Reimbursement of R&D Expenses

As noted above, under certain collaborative arrangements the Company is entitled to reimbursement of certain R&D expenses. Activities under collaborative arrangements for which the Company is entitled to reimbursement are

considered to be collaborative activities under the scope of ASC 808. For these units of account, the Company does not analogize to ASC 606 or recognize revenue. The Company records reimbursement payments received from its

collaboration partners as reductions to R&D expense.

The following table summarizes the reductions to R&D expenses related to reimbursement payments:

Year Ended December 31, 

(In thousands)

    

2022

    

2021

2020

Viatris

$

6,682

$

2,072

$

1,524

Janssen

5,819

8,554

Total reduction to R&D expense, net

$

6,682

$

7,891

$

10,078

Revenue from Licensing Arrangements

Viatris

In June 2019, the Company announced the expansion of the Viatris Agreement to grant Viatris exclusive development and commercialization rights to nebulized revefenacin in China and adjacent territories, which include Hong Kong SAR, the Macau SAR, and Taiwan.

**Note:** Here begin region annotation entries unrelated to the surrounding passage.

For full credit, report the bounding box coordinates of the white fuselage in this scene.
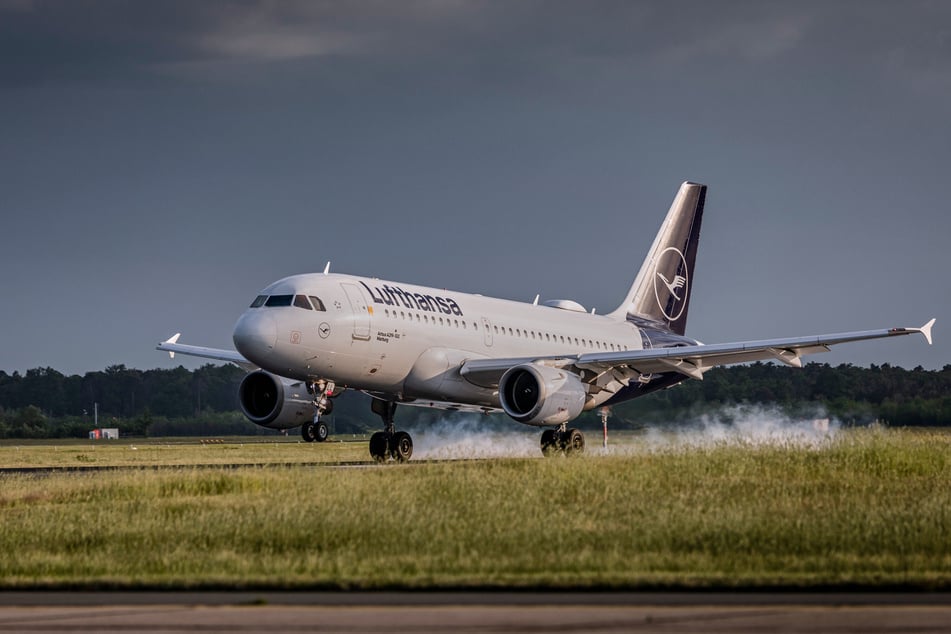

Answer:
[234,273,643,408]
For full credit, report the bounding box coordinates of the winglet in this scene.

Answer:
[918,317,936,346]
[163,332,182,359]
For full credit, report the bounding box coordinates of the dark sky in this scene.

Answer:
[0,0,951,373]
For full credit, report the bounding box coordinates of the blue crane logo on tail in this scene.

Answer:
[654,247,690,322]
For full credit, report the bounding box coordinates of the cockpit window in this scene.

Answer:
[264,295,294,308]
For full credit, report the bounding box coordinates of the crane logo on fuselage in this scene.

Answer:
[654,247,690,322]
[360,282,462,317]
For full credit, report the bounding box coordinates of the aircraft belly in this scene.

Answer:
[403,348,498,407]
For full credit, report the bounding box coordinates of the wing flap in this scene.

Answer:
[155,332,258,372]
[459,319,935,388]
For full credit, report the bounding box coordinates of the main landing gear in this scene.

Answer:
[370,398,413,462]
[300,381,336,442]
[541,423,584,457]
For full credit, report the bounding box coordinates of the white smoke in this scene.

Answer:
[408,405,840,460]
[412,414,542,460]
[632,405,840,450]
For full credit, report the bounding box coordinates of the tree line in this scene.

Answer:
[0,363,951,438]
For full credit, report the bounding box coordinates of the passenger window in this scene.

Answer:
[264,295,294,308]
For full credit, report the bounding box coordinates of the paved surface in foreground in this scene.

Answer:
[0,592,951,633]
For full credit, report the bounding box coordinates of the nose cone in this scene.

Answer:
[232,309,277,366]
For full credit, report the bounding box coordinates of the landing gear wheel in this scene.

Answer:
[541,429,561,458]
[370,431,388,462]
[561,429,584,456]
[390,431,413,462]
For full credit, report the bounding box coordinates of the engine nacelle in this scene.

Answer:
[238,370,314,429]
[499,363,587,427]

In exchange, the Company received an upfront payment of $18.5 million (before a required tax withholding) and is eligible to receive additional potential development and sales milestones totaling $54.0 million and low double-digit tiered royalties on net sales of nebulized revefenacin, if approved.

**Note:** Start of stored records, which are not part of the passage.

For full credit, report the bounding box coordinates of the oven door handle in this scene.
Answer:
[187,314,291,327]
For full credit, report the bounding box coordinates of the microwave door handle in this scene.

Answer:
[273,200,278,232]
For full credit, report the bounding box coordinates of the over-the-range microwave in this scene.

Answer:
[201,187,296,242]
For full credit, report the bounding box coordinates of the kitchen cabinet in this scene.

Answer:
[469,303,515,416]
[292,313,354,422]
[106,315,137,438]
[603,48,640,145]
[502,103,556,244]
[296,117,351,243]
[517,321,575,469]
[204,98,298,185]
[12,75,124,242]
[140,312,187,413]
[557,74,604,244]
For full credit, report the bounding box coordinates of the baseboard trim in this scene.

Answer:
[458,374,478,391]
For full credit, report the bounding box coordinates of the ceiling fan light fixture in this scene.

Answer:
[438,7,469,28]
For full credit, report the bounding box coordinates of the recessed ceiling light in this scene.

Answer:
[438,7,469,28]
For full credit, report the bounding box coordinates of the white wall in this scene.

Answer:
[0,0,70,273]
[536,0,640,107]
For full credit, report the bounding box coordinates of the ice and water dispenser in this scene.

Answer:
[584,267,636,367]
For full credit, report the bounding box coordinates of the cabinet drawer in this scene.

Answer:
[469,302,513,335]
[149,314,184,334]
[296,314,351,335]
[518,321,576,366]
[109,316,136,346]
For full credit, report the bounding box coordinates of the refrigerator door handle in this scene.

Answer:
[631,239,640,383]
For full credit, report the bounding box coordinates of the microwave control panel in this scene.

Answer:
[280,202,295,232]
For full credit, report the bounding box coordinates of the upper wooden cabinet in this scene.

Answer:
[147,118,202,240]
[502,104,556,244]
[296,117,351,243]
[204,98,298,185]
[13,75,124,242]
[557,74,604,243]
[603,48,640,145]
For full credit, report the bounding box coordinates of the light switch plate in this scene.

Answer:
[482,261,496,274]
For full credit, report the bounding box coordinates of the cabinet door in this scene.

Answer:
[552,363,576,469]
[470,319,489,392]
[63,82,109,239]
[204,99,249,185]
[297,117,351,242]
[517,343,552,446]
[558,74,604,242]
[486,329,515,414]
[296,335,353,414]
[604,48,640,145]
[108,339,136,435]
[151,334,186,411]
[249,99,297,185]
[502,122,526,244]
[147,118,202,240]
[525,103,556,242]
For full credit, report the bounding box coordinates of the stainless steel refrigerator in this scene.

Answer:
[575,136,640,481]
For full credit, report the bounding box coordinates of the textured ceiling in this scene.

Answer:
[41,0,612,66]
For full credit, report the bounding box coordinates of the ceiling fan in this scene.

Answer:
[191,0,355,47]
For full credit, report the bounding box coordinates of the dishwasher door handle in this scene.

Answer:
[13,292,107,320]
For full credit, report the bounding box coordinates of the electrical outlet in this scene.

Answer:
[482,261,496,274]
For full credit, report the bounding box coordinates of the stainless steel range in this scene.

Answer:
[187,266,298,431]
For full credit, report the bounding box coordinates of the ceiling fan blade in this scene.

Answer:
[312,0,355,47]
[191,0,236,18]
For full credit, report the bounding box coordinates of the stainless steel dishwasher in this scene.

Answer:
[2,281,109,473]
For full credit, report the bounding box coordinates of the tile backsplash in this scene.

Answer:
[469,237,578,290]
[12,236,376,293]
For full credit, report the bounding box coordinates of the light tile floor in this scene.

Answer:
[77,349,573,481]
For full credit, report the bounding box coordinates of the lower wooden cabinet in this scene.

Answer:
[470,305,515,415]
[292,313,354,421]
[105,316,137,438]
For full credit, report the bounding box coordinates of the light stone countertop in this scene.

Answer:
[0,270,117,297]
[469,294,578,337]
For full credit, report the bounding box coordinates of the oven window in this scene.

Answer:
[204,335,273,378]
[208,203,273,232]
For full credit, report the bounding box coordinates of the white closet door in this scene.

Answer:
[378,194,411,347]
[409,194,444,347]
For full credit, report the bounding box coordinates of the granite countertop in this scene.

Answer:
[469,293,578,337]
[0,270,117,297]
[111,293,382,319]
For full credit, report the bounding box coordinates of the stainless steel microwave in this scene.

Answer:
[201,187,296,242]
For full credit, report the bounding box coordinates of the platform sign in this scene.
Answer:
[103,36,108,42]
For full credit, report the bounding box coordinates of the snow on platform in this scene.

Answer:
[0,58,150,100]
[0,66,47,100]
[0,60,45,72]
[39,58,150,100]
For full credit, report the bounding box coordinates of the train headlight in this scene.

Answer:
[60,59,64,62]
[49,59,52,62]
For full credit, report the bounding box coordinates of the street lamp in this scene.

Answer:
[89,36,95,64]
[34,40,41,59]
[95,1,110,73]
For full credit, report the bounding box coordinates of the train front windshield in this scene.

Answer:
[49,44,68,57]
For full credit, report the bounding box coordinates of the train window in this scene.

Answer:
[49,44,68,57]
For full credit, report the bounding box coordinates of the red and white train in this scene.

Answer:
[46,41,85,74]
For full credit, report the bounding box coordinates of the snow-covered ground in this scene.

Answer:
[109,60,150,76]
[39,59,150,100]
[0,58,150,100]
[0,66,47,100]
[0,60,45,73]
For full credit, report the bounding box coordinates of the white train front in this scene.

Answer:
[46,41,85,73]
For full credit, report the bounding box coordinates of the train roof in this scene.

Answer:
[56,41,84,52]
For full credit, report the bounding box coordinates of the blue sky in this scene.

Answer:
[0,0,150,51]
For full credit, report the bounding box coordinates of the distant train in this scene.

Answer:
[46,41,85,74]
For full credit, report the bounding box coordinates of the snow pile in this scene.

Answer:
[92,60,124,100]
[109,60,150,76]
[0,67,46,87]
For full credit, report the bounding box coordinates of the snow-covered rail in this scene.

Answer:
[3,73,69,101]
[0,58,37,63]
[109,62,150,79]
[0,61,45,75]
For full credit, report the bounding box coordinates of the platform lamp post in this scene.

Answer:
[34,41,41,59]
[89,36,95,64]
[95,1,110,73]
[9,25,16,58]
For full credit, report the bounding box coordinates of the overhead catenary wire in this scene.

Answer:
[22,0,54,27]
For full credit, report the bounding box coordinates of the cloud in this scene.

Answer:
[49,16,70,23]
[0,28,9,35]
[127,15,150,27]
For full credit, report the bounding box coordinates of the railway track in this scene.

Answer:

In March 2020, the Company earned a $1.5 million development milestone for the acceptance of a clinical trial application associated with the use of revefenacin monotherapy in China and adjacent territories. Viatris is responsible for all aspects of development and commercialization in the China ad adjacent territories, including pre- and post-launch activities and product registration and all associated costs.

Pfizer

In December 2019, the Company entered into a global license agreement with Pfizer Inc. (“Pfizer”) for its preclinical skin-selective, locally-acting pan-JAK inhibitor program (the “Pfizer Agreement”). The compounds in this program are designed to target validated pro-inflammatory pathways and are specifically designed to possess skin-selective activity with minimal systemic exposure.

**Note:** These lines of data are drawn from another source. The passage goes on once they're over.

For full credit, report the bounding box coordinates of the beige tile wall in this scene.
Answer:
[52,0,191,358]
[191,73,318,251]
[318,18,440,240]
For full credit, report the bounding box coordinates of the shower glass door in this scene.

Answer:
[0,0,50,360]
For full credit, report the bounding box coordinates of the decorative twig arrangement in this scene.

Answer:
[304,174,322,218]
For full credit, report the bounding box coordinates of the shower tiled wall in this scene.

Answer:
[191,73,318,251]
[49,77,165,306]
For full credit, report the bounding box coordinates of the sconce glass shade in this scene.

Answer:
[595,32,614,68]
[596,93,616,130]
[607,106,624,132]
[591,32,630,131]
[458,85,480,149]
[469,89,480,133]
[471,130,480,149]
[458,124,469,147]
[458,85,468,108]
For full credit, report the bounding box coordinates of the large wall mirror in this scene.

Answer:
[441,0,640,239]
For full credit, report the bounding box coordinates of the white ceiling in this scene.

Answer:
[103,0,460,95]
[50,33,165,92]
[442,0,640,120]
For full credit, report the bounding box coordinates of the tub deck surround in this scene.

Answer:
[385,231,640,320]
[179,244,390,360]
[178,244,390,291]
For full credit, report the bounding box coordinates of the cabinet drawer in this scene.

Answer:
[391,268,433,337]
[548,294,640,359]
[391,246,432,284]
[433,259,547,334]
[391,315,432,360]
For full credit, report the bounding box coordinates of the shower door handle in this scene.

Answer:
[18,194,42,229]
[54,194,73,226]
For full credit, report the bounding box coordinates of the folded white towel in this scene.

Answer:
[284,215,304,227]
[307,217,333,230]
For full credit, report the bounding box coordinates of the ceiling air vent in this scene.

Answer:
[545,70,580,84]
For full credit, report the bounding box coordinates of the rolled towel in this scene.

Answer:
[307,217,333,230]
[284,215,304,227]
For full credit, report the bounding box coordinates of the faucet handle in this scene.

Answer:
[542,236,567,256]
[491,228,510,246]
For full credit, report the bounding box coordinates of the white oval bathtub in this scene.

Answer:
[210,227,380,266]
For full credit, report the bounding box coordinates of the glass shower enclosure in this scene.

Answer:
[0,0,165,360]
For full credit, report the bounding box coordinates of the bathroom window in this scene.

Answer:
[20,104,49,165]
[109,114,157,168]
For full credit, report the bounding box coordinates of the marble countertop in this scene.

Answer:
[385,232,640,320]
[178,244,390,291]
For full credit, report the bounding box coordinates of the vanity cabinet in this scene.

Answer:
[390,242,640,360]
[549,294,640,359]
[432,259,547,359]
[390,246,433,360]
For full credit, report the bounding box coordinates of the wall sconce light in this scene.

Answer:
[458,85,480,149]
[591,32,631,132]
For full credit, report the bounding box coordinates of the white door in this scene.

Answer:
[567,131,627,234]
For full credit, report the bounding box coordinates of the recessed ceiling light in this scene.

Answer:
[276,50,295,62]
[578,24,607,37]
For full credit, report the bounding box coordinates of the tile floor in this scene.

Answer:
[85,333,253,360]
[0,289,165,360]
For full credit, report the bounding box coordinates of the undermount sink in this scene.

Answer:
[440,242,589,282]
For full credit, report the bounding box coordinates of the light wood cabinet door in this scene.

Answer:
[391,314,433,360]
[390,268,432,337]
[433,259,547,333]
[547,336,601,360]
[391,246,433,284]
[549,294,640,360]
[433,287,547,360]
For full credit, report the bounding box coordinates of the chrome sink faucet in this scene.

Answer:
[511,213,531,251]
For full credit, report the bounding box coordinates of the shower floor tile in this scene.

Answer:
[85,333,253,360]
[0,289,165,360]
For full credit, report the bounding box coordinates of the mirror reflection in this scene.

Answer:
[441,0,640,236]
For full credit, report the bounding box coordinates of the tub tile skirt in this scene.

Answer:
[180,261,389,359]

Under the Pfizer Agreement, Pfizer has an exclusive license to develop, manufacture and commercialize certain compounds for all uses other than gastrointestinal, ophthalmic, and respiratory applications. The Company received an upfront cash payment of $10.0 million in 2019, and in March 2022, the Company recognized $2.5 million in licensing revenue related to a development milestone payment from Pfizer for the dosing of the first patient in the Phase 1 clinical trial.

As of December 31, 2022, the Company is eligible to receive up to an additional $237.5 million in development and sales milestone payments from Pfizer. In addition, the Company is eligible to receive a tiered royalty on worldwide net sales of any potential products under the license at percentage royalty rates ranging from middle single-digits to low double-digits.

The Pfizer Agreement is accounted for under ASC 606. The Company identified two performance obligations primarily comprised of the delivery of the license and samples of tangible materials which were completed in December 2019. The transaction price was determined to be the upfront payment of $10.0 million which the Company recognized as licensing revenue in December 2019.

The future potential milestones payable under the Pfizer Amendment were not included in the transaction price, as they were all determined to be fully constrained following the concepts of ASC 606. As part of the Company’s evaluation of the development milestones constraint, the Company determined that the achievement of such milestones is contingent upon success in future clinical trials and regulatory approvals which are not within its control and uncertain at this stage. The Company expects that the sales-based milestone payments will be recognized when the sales occur or

the milestone is achieved. The Company will re-evaluate the transaction price each quarter and as uncertain events are resolved or other changes in circumstances occur.